What Have Atheists Lost?

Leda and the Swan, Michelangelo, 1530/<a href="http://commons.wikimedia.org/wiki/File:Leda.jpg">Wikimedia</a>

I suppose it’s pointless to continue engaging in this argument, but a few weeks ago I wrote a post about atheism that keyed off an essay by David Bentley Hart. Damon Linker responds today:

What’s most disappointing is Drum’s failure to grasp the culminating point of Hart’s essay, which, as I take it, is this: the statements “godlessness is true” and “godlessness is good” are distinct propositions. And yet the new atheists invariably conflate them. But a different kind of atheism is possible, legitimate, and (in Hart’s view) more admirable. Let’s call it catastrophic atheism, in tribute to its first and greatest champion, Friedrich Nietzsche, who wrote in a head-spinning passage of the Genealogy of Morals that “unconditional, honest atheism is … the awe-inspiring catastrophe of two-thousand years of training in truthfulness that finally forbids itself the lie involved in belief in God.” For the catastrophic atheist, godlessness is both true and terrible.

….Yet the new atheists seem steadfastly opposed even to entertaining the possibility that there might be any trade-offs involved in breaking from a theistic view of the world. Rather than explore the complex and daunting existential challenges involved in attempting to live a life without God, the new atheists rudely insist, usually without argument, that atheism is a glorious, unambiguous benefit to mankind both individually and collectively.

But this is what I said toward the end of my original post:

Later in the essay, [Hart suggests] that the New Atheists haven’t truly grappled with what a world without religion would be like. And perhaps they haven’t. But interior passions and social mores work both ways. Did Isaac Newton feel a deeper aesthetic connection with the infinite when he was inventing calculus or when he was absorbed in Christian mysticism? Who can say? Not me, surely, and not Hart either. Likewise, the question of whether Christianity has, on balance, been a force for moral good is only slightly more tractable. Does keeping the servants from stealing the silver really outweigh the depredations of the Crusades and the Inquisition?

This is, obviously, just a throwaway paragraph in a blog post, not a long essay in First Things, but I plainly did entertain the possibility of tradeoffs. In fact, my own view is that the net impact of religion on human civilization has probably been zero: we would have developed all the same moral intuitions without it, but on the other hand, we also would have waged all the same wars. If religion hadn’t been the excuse, something else would have been. And generally speaking, religious art and secular art have always struck me as about equally powerful.

Now, when Linker says that atheists refuse to entertain the possibility of tradeoffs, he had mostly transitioned to talking about guys like Richard Dawkins and Christopher Hitchens, not me. Still, he started with me, and he ought to at least acknowledge what I said. There are, quite plainly, tradeoffs involved both in religious beliefs and their lack.
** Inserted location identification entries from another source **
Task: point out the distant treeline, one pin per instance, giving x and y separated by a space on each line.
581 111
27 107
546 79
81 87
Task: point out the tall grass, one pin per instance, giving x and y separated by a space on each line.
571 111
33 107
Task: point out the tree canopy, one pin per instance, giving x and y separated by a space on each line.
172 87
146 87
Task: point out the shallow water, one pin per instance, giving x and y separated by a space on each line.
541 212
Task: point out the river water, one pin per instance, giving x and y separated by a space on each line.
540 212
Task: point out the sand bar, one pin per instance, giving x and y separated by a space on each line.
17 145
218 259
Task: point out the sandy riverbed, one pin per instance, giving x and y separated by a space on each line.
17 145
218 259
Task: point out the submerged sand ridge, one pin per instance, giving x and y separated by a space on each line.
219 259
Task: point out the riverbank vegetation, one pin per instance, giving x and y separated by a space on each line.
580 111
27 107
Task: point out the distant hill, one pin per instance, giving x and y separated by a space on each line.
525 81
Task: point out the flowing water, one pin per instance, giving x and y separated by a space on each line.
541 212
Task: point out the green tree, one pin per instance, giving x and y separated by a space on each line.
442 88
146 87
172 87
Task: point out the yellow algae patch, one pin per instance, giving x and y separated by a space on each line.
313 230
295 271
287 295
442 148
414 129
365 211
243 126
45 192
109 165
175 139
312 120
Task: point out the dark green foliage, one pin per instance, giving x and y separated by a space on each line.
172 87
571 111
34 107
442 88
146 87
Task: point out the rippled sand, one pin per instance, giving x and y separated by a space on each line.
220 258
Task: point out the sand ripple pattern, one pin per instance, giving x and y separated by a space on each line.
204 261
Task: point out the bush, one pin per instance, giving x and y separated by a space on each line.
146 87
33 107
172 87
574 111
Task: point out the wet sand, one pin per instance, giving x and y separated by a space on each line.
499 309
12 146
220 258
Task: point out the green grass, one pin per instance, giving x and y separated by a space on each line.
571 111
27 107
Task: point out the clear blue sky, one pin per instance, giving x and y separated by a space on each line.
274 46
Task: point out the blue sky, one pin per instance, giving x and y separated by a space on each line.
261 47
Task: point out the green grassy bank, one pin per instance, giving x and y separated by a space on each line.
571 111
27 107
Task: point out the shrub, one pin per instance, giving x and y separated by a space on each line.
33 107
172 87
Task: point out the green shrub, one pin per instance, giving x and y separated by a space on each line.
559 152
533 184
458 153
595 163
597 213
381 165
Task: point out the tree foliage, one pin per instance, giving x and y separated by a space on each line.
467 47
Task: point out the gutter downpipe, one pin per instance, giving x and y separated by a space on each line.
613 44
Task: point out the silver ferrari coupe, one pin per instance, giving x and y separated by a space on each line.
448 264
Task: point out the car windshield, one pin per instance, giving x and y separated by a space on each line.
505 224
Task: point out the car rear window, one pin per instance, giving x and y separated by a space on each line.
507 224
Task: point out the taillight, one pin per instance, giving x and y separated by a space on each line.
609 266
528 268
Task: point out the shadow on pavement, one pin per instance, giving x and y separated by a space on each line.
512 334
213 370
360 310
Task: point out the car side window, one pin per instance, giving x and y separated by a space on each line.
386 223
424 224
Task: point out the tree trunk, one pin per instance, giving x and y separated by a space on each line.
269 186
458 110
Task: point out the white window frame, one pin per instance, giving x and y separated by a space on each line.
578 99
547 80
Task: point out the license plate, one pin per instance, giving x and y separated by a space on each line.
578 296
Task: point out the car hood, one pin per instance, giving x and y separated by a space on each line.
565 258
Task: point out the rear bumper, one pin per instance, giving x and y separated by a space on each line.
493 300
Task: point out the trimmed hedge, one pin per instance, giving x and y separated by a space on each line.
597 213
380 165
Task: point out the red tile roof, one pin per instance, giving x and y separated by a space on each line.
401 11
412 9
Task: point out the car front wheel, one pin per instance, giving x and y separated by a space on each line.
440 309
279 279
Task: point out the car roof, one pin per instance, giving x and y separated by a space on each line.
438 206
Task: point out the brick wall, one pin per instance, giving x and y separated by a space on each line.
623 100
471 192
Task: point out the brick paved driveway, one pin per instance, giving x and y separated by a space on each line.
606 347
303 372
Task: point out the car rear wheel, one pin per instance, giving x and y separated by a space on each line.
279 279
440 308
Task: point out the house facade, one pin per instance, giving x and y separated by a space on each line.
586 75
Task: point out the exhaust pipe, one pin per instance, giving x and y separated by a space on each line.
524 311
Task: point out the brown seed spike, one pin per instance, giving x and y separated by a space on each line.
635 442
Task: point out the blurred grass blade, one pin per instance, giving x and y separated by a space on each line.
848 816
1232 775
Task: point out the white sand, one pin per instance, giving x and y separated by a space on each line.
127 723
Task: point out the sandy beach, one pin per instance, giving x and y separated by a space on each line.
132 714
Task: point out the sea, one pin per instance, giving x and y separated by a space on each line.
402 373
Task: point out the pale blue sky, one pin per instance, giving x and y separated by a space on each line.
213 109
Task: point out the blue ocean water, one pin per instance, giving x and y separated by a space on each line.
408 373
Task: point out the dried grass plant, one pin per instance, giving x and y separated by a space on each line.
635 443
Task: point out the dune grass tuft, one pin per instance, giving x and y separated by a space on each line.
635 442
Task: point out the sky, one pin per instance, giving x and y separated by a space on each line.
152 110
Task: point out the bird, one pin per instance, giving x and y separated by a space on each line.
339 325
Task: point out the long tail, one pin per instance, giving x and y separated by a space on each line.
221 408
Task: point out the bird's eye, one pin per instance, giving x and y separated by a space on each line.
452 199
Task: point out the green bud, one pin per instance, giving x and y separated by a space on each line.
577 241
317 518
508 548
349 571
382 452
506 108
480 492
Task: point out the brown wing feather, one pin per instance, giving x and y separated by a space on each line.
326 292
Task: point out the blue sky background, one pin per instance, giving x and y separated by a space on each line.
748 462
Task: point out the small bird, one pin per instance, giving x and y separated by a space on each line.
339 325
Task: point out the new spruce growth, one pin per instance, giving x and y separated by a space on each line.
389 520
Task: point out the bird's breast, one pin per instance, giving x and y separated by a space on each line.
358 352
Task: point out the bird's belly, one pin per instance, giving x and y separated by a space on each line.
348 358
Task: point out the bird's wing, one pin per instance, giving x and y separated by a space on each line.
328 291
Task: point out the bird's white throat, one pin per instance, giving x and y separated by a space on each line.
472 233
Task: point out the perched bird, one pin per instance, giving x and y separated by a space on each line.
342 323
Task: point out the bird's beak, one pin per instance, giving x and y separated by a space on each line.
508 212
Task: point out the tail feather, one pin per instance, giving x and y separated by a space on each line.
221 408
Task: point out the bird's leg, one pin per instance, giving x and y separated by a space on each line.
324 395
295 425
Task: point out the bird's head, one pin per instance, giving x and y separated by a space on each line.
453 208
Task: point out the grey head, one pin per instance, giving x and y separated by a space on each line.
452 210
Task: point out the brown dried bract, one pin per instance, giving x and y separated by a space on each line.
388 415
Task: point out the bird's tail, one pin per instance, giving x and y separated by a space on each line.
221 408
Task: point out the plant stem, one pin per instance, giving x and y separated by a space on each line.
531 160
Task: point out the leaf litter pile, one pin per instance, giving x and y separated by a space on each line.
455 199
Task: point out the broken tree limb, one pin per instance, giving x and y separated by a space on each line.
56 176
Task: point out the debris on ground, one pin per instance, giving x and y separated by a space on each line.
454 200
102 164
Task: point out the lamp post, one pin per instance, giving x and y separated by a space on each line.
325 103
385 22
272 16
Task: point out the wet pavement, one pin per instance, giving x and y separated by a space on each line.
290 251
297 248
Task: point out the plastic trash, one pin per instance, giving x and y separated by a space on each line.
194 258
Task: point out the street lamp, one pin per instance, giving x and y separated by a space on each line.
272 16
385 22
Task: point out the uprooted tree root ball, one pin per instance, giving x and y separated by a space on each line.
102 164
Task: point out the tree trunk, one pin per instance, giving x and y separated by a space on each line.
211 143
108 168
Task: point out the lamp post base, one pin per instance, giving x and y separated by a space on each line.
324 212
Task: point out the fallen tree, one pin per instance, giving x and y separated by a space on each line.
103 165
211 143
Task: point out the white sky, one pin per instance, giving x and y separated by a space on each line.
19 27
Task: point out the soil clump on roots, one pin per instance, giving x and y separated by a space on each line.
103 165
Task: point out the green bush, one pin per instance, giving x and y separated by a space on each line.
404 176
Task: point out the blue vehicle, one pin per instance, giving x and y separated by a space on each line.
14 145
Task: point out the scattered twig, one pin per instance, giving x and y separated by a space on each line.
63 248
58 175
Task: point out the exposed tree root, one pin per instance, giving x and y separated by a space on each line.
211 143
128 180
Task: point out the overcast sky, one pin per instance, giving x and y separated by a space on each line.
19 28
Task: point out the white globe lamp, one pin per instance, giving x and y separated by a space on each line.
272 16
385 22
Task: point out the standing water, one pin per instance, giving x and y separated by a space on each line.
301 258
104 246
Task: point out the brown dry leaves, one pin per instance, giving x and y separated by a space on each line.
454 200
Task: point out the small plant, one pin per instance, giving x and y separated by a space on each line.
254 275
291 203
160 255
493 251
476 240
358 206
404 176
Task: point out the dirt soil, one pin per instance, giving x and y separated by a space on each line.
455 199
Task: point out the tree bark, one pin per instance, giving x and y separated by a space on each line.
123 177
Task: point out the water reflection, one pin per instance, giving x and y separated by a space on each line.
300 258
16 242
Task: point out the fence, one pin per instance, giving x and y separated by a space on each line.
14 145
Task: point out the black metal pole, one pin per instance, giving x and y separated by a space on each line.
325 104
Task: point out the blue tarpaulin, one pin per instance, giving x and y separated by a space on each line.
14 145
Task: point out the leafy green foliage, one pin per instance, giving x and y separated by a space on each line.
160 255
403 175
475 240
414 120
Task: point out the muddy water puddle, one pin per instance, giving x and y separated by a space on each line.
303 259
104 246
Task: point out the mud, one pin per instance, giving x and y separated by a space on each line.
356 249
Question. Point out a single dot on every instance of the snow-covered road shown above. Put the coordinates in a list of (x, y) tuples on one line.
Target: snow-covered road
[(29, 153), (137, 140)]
But there’s probably little chance of discussing this profitably, and not because of any absence of good faith on either side. It’s just that the prospect of a Godless world is more salient for some than for others. Nietzche wrote about this in the broader cultural sense above, and Linker talks about it later in the personal sense: “There are no disappointments recorded in the pages of [New Atheist] books, no struggles or sense of loss. Are they absent because the authors inhabit an altogether different spiritual world than the catastrophic atheists?” Speaking for myself: yes. I have never in my life felt the need to believe in God, and that lack simply doesn’t inspire any emotional resonance in me. I don’t know why this is, but I do know that I don’t feel empty inside, I’m perfectly capable of feeling wonder and awe, and there’s no sense of loss or anything else involved in any of this. Linker might regard that as unfathomable, finding the tortured brooding of the catastrophic atheist more to his liking, but it’s so. And I have no idea how you discuss this. Linker feels the pull of the supernatural and I don’t, and all the conversation in the world won’t change that or make it any more explicable.

But 2,000 years from now we’ll probably still be talking about it anyway.